Hello little peanuts. I have returned with a gift for you.
What if everyone knew about Draco’s crush on Harry (and Harry’s crush on Draco) and Pansy decides, with the help of one Hermione Granger, to come up with passwords each week that will torture one of them into admitting it.
Inspired by this post
Enjoy.
The beginning of eighth year was weary for everyone
Back from a war, back from a summer of healing
But it seemed as though the atmosphere at Hogwarts had never shifted
Sure it was a battleground newly refurbished
A site of memories many didn’t want to be having
But it took no more than one large crate of firewhiskey graciously donated
And an unknown number of hours with every single eighth year student sprawled out, drunk and slobbering on their common room floor to bring them into a hazy yet comfortable year
It wasn’t all tear stained cheeks
Many more lip locks, many new friendships, even more laughter
It seemed ... it felt much better than the year they had prepared for
Relationships had mended
Tormentors and the tormented on equal footing
The world shifting them, nothing ever seeming worth the ridiculous childish antics that had separated them in the first place
The fumbled, full-hearted apologies of their drunken escapades as a year barely needed to be uttered again
No fidgeting and itching fingers, much calmer anxieties
They disappeared into a new era
Into a school that was no longer the sight of a war
It was just a school and they were just kids
And it was okay to laugh again, to make jokes again
To say the name of someone who had been gone for nearly a year and not feel so utterly broken
The houses had band together in the eighth year dorms
People like Pansy didn’t find Gryffindor's like Hermione quite so irritating anymore or Ravenclaw’s like Luna quite so lame
Even Blaise turned to Neville when he realized just how talented he was in Herbology, when he learned just how kind his soul could be
But some things, some things too familiar to let go of stayed
‘Always so scared Potter.’
‘You’re still wishing for that Malfoy?’
All the times these houses intermingled Draco Malfoy couldn’t seem to keep that smirk off his lips
And Harry Potter wasn’t nearly as inept to put it there as Draco thought
And everyone would see them
And everyone would watch them
Talking much too closely claiming the loudness of the room made them hard of hearing
Claiming the quiet nature of the library made their close proximity a necessity more than a luxury
The fights weren’t even fights anymore
And the teasing was so much more than that
Especially when they were the last ones in the common room at night
And their knees were grazing each other
And everyone could see that the glow on Harry’s face wasn’t from the fire
Could hear that Draco actually had a laugh
Their sarcastic quips and witty repartee
But it was just teasing, Harry would say
Hermione taking notice of the way he bit his cheek
Just falling back into the old rhythm, Draco scolded
Pansy watching him chew his lower lip
It was exactly what led Pansy Parkinson to silently eye Hermione Granger from across the common room
‘I’ll actually curse him into the next century if he doesn’t make a move’

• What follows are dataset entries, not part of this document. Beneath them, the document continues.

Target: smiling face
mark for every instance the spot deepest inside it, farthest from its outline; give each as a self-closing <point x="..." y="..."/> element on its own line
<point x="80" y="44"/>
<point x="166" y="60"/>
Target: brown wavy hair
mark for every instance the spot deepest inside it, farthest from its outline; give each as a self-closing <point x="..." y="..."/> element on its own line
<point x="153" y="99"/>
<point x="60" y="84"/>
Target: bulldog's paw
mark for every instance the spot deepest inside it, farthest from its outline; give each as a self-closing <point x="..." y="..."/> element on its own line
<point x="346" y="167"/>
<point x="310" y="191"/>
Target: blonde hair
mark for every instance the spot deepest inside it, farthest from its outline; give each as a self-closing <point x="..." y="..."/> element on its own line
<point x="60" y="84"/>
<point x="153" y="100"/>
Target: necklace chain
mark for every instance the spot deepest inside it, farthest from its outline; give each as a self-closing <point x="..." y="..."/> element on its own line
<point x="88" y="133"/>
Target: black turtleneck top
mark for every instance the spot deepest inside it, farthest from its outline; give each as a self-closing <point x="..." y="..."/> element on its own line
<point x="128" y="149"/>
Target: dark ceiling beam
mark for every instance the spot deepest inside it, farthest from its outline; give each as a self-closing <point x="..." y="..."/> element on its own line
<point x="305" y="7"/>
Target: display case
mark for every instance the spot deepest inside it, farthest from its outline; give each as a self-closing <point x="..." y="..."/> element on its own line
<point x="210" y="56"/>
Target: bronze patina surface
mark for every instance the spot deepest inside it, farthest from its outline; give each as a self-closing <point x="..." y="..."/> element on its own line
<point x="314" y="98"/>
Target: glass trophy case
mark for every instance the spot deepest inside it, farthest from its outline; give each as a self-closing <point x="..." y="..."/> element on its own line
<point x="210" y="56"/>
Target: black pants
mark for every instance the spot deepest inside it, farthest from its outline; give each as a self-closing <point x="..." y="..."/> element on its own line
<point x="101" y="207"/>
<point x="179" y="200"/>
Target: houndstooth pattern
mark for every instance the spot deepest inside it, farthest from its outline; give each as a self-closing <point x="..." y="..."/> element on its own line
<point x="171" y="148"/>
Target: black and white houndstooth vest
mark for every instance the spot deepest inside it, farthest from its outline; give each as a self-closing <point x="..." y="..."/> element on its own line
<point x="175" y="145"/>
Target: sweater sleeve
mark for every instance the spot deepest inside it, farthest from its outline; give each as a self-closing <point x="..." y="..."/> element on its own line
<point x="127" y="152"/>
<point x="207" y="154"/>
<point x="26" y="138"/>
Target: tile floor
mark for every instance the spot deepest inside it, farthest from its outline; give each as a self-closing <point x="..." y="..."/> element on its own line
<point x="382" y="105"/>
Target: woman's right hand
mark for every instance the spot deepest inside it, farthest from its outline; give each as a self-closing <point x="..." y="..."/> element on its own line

‘I cannot he listen to one more sentence that starts with you’ll never guess what Harry did today’
‘Do they even know what flirting is?’
‘Bloody prats they are ... But the question is, what are we going to do about it?’
And so it began
The idea sliding into Pansy’s devilishly clever mind because of a rosy cheeked, eyes glazed over Blaise rambling drunk and careless into the fireplace
She could distinctly hear him laughing about the painstaking number of hours they had spent listening to a certain silver-haired boy ramble on about ridiculous emerald green eyes and untamable brown locks
And it made Pansy think
Why hadn’t they seen it already?
That all that time yelling across the Great Hall
Wresting on the muddy Quidditch grounds as rain coated their skin
The way their foreheads practically rested together, neither backing down, both stepping forward
The arguing and the fighting was what brought them together sure
But they needed more this time, they needed a push this time
And although she would never understand how the two of them misconstrued heavy handed flirting for no more than friendly tension
Clearly they needed some prodding
And with Hermione’s expansive knowledge of Hogwarts she was more than ready to hatch her plot
The first time it seemed to work just fine
 A simple ‘Harry Potter’ as he tried to pry his way into the eighth year dorms
One that had Draco rolling his eyes in Potter’s direction
Mercilessly teasing him the entire week
Harry’s cheeks dusted with pink with every new joke Draco seemed to conjure up
And Pansy was constantly biting her lip to hide her smile
And Hermione’s eyes were catching hers from across the room again
A small nod, an assurance that the plan to get them in each-other’s faces for an entirely new reason was starting
But the next week Pansy made sure it was worse
The week following even less subtle than before
But it wasn't nearly as bad as what Draco found himself saying on week three
‘Forgot my damn textbook, can I borrow yours?’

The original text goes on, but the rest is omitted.